Just buy those mini adapters, nothing wrong with them as long as it works.

Sell those new purchased wifi adapters on eBay.

This. Just get some USB2.0/3.0 AC dongles, or some of those Wireless N "Nano"-dongles. (Although, I've had bad luck with those "Nano"-sized dongles burning out, or otherwise degrading in performance, because they're so small, they get really warm/hot, and burn themselves out due to extensive usage. (Lots of big downloads, or even continuous usage like listening to internet radio or Skype, or all three, in my case.)

I can recommend those "Aukey AC1750" USB3.0 dongles, they are generally inexpensive, and supported out-of-the-box on newer builds of Windows 10. They have a RealTek 8814AU 3x3 chipset inside.

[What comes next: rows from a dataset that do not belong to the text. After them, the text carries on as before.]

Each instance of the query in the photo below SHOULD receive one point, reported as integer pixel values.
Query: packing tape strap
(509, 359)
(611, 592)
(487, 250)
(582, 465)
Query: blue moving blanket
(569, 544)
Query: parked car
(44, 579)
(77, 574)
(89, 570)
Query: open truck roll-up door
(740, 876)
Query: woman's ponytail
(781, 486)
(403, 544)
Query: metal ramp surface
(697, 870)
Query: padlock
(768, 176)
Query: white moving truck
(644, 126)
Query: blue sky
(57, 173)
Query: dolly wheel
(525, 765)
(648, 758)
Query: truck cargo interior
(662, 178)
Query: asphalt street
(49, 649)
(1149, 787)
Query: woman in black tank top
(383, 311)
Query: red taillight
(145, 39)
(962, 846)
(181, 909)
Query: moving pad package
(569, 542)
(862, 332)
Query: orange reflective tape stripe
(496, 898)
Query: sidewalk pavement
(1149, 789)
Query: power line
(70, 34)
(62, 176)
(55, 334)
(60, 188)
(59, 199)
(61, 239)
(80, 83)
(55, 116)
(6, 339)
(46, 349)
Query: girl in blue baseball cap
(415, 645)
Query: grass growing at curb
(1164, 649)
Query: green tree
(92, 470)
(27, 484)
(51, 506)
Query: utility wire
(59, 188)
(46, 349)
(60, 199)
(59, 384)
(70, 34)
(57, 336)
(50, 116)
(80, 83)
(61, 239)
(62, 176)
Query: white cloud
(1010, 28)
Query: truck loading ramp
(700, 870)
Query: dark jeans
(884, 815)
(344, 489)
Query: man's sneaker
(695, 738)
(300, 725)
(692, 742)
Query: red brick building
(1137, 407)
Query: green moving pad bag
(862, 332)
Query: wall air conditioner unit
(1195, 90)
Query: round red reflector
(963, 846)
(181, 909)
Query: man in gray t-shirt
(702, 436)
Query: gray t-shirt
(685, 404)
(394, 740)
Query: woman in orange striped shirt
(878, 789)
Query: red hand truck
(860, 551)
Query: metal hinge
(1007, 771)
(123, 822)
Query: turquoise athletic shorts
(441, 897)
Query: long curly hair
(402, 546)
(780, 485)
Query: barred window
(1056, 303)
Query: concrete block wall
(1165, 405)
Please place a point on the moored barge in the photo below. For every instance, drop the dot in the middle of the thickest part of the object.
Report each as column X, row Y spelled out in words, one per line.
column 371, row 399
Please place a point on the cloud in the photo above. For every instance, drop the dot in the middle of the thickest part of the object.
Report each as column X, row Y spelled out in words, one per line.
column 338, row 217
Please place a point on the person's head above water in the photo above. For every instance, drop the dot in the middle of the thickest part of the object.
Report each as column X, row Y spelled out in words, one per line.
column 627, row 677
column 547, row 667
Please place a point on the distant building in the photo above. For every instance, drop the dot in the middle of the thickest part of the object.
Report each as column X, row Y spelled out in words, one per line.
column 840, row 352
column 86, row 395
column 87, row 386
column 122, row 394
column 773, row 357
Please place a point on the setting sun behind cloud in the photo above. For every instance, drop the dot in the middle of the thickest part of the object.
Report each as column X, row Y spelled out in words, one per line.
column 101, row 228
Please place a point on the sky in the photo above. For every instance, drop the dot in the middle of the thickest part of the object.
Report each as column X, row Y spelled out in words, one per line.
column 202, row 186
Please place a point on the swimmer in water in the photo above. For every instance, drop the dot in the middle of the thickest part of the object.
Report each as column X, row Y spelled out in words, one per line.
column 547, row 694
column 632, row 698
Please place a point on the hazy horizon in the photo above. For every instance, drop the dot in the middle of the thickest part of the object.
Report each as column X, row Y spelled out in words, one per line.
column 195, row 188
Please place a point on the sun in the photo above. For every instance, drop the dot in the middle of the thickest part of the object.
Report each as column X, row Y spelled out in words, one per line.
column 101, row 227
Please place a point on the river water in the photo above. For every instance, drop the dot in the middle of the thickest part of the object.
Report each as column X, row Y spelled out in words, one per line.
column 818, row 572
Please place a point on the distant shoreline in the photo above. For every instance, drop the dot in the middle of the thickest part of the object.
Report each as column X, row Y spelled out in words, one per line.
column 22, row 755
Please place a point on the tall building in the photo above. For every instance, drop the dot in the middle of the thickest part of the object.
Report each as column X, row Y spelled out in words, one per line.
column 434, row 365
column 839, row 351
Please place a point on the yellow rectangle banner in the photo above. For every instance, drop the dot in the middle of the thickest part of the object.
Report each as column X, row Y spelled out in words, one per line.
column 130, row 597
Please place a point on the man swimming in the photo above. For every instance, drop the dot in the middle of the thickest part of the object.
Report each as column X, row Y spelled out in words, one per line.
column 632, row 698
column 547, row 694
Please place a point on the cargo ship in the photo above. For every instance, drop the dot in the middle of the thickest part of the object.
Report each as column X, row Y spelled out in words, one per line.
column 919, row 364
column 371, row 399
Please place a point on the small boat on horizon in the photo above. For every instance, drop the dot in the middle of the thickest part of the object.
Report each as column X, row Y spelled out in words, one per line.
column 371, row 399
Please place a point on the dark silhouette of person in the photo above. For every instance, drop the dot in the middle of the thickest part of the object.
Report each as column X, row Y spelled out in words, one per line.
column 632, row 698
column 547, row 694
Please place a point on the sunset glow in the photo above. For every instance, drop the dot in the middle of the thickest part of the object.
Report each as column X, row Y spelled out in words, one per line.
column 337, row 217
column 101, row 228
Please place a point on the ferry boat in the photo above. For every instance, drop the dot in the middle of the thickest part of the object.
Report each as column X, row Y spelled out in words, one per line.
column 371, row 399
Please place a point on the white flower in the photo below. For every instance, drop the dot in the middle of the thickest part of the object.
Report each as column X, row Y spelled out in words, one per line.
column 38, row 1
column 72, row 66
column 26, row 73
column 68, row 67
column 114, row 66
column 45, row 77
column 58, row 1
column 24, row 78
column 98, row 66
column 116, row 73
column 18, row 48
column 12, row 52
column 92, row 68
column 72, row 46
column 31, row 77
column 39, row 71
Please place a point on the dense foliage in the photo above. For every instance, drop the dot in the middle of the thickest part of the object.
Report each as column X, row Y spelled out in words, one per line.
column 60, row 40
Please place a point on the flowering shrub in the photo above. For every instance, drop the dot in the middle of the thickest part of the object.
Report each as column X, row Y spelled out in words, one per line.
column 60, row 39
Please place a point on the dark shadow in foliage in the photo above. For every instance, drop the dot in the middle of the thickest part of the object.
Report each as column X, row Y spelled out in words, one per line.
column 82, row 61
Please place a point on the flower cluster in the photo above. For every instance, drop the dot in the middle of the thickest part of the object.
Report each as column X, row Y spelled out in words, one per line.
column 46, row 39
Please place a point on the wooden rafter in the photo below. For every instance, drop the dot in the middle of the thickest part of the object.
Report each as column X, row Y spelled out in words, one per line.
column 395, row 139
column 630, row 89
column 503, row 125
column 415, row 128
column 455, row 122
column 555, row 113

PremierTek 8812AU-based dongles are also a good option, but they are slightly older 2x2 designs, and may not perform as well as the newer RealTek 3x3 (maybe 80% as fast?).
 

taisingera

Golden Member
Dec 27, 2005
1,140
35
91
You could try one thing before going to a USB dongle. I have a Dell Vostro 3350 with Intel Wireless-N 1030 and a Dell XPS with Intel Wireless-N 6230, both of which have no Win10 drivers. I was having audio sync issues on streaming video, so I checked LatencyMon and it was the ndis.sys driver. So, I looked at the list of Intel adapters to see which ones were close in specs with the originals. I install the driver for Win10, in my case 19.70 (last ones supported for the replacements), and it will not automatically upgrade the driver already installed. You need to go to Device Manager, click on the network adapter and choose Have Disk and point it to the newer driver and just say OK to the message. In my case, I replaced the Wireless-N 1030 with Wireless-N 130 (has partial support in Windows 10) and Wireless-N 6230 with Wireless-N 6235. The drivers work for me and the audio issue is gone.

Unfortunately, the replacements for me are now no longer supported as of Nov 30,2017, so these are the last drivers. In your case, you could probably use the 19.70 drivers and manually replace the N 1000 with the N 135, both are single band, 1x2, wireless N but the N 1000 doesn't have bluetooth built in.